Che cosa è successo dentro la classe operaia dopo Marx
di Toni Negri.
Nel 1966, nella sua prima edizione, Operai e capitale termina con l’impegno a studiare “che cosa è successo dentro la classe operaia dopo Marx” (Operai e capitale, Einaudi, Torino; 1966, p.263). Il postscriptum del 1970 alla seconda edizione di Operai e capitale, analizza la classe operaia nel New Deal e ne descrive le trasformazioni della composizione tecnica (fordismo) e della composizione politica (il sindacalismo ed il riformismo dal New Deal allo Stato del welfare, appunto). Tronti non riconosce tuttavia, per la classe operaia, una differenza strutturale di composizione tecnica e politica fra fordismo e anni ‘70. Non vi è modificazione dei processi lavorativi, taylorismo e keynesismo restano egemoni ed i rapporti politici di classe tuttora dominati dallo Stato-piano. Tra la prima edizione e la seconda di Operai e capitale c’è stato tuttavia il ‘68: a Tronti non sembrava però che fosse avvenuta gran cosa. La classe operaia nel ‘68 e seguenti (in particolare “l’autunno caldo” italiano) è ancora tutta dentro fordismo e New Deal. Affermandolo, Tronti aveva, a mio parere, insieme ragione e torto.

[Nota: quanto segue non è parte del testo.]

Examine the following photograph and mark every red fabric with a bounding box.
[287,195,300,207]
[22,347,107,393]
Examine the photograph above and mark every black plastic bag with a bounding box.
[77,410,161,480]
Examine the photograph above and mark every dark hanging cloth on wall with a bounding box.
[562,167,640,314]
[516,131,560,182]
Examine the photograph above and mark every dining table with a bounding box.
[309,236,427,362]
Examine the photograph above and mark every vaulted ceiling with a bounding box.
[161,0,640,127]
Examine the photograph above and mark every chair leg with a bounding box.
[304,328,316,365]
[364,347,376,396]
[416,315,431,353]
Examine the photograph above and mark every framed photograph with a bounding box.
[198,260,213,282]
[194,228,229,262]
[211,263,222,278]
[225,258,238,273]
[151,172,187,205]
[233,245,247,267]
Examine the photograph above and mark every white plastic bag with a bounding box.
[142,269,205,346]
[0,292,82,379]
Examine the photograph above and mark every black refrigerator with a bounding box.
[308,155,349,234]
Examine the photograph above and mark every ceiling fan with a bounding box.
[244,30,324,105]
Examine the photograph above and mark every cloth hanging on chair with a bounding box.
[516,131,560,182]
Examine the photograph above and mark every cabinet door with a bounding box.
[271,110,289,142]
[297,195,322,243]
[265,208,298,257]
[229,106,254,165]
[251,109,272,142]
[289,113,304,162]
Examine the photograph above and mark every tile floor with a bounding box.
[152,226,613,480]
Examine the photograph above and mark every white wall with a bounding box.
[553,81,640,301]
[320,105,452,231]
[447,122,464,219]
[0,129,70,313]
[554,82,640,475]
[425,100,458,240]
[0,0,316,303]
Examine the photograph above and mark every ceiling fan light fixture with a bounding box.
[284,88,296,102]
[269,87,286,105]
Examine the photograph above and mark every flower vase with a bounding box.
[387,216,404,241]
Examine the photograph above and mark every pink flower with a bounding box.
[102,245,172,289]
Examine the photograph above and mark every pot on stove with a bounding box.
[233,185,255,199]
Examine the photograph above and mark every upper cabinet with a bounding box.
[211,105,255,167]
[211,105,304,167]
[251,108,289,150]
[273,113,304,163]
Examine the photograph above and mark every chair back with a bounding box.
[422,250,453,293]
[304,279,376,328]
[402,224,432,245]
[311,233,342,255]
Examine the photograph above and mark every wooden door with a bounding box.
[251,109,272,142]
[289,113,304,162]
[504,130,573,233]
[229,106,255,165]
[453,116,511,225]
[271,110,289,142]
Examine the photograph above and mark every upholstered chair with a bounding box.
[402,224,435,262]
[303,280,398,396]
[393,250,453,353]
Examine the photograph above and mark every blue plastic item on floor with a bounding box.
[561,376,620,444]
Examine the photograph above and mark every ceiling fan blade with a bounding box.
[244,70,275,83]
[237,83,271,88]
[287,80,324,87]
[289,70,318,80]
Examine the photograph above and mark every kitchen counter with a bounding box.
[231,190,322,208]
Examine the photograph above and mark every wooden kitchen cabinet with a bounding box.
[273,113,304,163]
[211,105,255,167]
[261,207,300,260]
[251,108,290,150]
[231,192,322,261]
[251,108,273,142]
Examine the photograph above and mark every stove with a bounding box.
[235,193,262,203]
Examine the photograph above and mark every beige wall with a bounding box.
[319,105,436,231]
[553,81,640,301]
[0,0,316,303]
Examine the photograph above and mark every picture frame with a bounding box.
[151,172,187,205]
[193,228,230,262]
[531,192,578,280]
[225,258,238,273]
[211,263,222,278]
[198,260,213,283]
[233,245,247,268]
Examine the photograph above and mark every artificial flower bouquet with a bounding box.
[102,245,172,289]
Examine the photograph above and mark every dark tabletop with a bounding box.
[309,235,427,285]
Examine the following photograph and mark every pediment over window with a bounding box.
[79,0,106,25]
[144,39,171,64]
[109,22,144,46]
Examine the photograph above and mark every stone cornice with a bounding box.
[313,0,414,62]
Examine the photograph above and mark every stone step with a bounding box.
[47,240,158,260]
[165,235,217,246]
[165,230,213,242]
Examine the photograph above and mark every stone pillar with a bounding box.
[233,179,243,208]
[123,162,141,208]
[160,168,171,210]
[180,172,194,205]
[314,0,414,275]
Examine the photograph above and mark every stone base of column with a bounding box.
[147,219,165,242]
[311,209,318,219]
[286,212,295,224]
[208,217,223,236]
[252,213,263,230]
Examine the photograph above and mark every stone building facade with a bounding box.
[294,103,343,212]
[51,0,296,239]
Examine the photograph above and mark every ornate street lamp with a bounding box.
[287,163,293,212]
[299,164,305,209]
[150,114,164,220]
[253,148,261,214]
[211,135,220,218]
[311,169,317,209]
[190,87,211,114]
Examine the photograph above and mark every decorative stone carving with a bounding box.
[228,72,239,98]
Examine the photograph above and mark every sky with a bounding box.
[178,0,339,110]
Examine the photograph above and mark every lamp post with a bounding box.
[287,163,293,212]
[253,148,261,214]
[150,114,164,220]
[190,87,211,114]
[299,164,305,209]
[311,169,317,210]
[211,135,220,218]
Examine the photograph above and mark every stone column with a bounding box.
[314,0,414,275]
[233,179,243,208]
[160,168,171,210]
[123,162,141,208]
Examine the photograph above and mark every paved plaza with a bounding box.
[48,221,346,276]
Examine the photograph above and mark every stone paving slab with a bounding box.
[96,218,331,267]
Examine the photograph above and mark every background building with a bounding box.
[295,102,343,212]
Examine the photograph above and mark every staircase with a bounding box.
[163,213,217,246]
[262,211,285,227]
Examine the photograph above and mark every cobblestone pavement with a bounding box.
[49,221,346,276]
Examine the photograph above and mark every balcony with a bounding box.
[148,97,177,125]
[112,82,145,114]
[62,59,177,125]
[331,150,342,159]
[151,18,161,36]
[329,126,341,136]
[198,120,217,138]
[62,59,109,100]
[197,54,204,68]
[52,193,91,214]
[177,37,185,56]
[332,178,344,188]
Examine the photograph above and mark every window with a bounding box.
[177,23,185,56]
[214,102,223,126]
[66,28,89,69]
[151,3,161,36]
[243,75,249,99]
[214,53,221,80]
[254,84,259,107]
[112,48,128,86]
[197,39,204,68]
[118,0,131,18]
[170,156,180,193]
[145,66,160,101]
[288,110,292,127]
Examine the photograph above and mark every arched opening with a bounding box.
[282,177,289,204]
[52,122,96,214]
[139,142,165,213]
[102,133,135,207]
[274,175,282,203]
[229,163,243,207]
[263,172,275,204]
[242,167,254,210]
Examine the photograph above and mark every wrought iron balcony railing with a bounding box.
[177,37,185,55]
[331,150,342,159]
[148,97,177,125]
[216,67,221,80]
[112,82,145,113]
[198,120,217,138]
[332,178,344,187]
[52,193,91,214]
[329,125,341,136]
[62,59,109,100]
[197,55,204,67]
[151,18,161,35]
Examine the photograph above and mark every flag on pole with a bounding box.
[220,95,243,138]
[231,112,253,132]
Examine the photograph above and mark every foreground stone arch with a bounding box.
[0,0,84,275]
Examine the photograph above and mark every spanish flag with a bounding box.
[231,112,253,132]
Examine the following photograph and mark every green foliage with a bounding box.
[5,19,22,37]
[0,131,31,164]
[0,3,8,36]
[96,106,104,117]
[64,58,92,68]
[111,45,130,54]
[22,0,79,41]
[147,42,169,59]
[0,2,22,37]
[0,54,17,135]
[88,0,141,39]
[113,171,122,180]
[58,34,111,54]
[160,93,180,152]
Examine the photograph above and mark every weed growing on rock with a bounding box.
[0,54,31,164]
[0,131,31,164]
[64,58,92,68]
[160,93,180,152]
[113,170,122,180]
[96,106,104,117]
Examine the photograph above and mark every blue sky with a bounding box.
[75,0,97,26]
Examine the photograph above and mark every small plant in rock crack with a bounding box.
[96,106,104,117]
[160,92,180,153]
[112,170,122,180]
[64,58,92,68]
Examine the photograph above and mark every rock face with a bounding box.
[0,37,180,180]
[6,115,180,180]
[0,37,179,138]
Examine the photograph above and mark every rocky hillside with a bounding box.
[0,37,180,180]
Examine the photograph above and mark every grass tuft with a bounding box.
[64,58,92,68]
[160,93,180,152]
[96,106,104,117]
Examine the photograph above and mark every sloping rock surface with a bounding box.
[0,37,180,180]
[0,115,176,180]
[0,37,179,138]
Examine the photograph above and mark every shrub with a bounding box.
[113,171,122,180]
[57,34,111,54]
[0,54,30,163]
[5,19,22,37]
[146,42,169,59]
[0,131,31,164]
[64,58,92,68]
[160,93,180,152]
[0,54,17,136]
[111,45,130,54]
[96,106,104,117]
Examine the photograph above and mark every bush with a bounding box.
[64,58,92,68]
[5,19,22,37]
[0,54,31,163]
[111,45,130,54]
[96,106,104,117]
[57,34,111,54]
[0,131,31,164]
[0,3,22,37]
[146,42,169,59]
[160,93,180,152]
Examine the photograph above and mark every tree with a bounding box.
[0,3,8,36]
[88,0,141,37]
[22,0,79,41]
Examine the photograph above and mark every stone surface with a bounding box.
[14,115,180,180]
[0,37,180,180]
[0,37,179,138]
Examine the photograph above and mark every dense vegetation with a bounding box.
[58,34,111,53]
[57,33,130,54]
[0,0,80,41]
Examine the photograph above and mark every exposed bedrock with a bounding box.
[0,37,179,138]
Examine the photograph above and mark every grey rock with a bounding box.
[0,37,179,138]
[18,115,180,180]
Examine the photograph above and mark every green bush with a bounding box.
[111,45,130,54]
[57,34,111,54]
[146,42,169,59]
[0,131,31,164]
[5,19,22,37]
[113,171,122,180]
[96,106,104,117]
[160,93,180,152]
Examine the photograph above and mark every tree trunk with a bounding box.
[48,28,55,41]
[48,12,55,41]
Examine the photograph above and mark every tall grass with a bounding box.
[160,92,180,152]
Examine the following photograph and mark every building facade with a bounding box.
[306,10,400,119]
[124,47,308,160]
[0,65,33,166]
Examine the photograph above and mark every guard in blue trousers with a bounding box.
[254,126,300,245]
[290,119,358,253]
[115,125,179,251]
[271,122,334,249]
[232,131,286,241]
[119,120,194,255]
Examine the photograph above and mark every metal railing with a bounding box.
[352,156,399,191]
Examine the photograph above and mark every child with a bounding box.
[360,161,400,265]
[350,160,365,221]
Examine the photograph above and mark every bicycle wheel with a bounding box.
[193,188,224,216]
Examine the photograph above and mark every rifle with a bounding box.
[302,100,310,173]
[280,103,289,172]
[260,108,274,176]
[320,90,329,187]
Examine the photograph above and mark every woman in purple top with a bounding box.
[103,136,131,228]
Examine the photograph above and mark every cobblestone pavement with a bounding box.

In superficie la situazione sembrava eguale, il “processo lavorativo” non era mutato. Ma, guardando più a fondo, c’era una cosa che invece stava mutando e della quale anche il ‘68 era un “sintomo”. Mutava il “rapporto di capitale”, la forma dei processi produttivi, il “modo di produzione”. Il ‘68 aveva dato inizio a questa trasformazione. Ed aveva ancora ragione Tronti quando, con molta circospezione, sospettava, nel postscriptum del 1970 che qui stesse comunque rivelandosi una nuova fase, al termine della lunga epoca del fordismo. Mentre in quella fordista, operai e capitale si erano scontrati dentro il capitale, ora invece si dava una nuova condizione: classe operaia e capitale si scontravano dentro la classe operaia. Tronti proponeva di studiare questo passaggio. Era una corretta intuizione. Se si metteva da parte l’illusione, da taluni coltivata, che quel “dentro la classe operaia” significasse “dentro il Partito”, bisognava riconoscere che, nel nuovo rapporto antagonista seguito al ‘68, il capitale pagava il superamento del fordismo e la difficile vittoria riportata sulla classe operaia fordista, con l’obbligo a stabilire l’asse del suo comando “dentro la classe operaia” e a ristrutturare il proprio progetto di accumulazione proprio lì dentro – subendo con ciò un radicale mutamento di struttura. “Dentro la classe operaia”, e cioè riconoscendo – il capitale stesso – che “il principio è la lotta di classe operaia” e che “a livello di capitale socialmente sviluppato, lo sviluppo capitalistico è subordinato alle lotte operaie, viene dopo di esse e ad esse deve far corrispondere il meccanismo politico della propria produzione” (Operai e capitale, op.cit., p. 89) – e cioè, infine, il capitale doveva comprendere che la sua stessa composizione tecnica (il concetto è quello marxiano di “composizione organica” del capitale) andava modificata per poter funzionare (id est, produrre e comandare) su una nuova composizione politica della classe operaia. C’era stato di mezzo un bel trambusto: la Trilaterale, per esempio, lo chiamava ’68, altri non lo chiamavano così. Di fatto una mutazione radicale era imposta al capitale. Essa riguardava lo spazio produttivo (cambiava il luogo della produzione) e la dimensione della temporalità (si trasformava radicalmente la “giornata lavorativa”).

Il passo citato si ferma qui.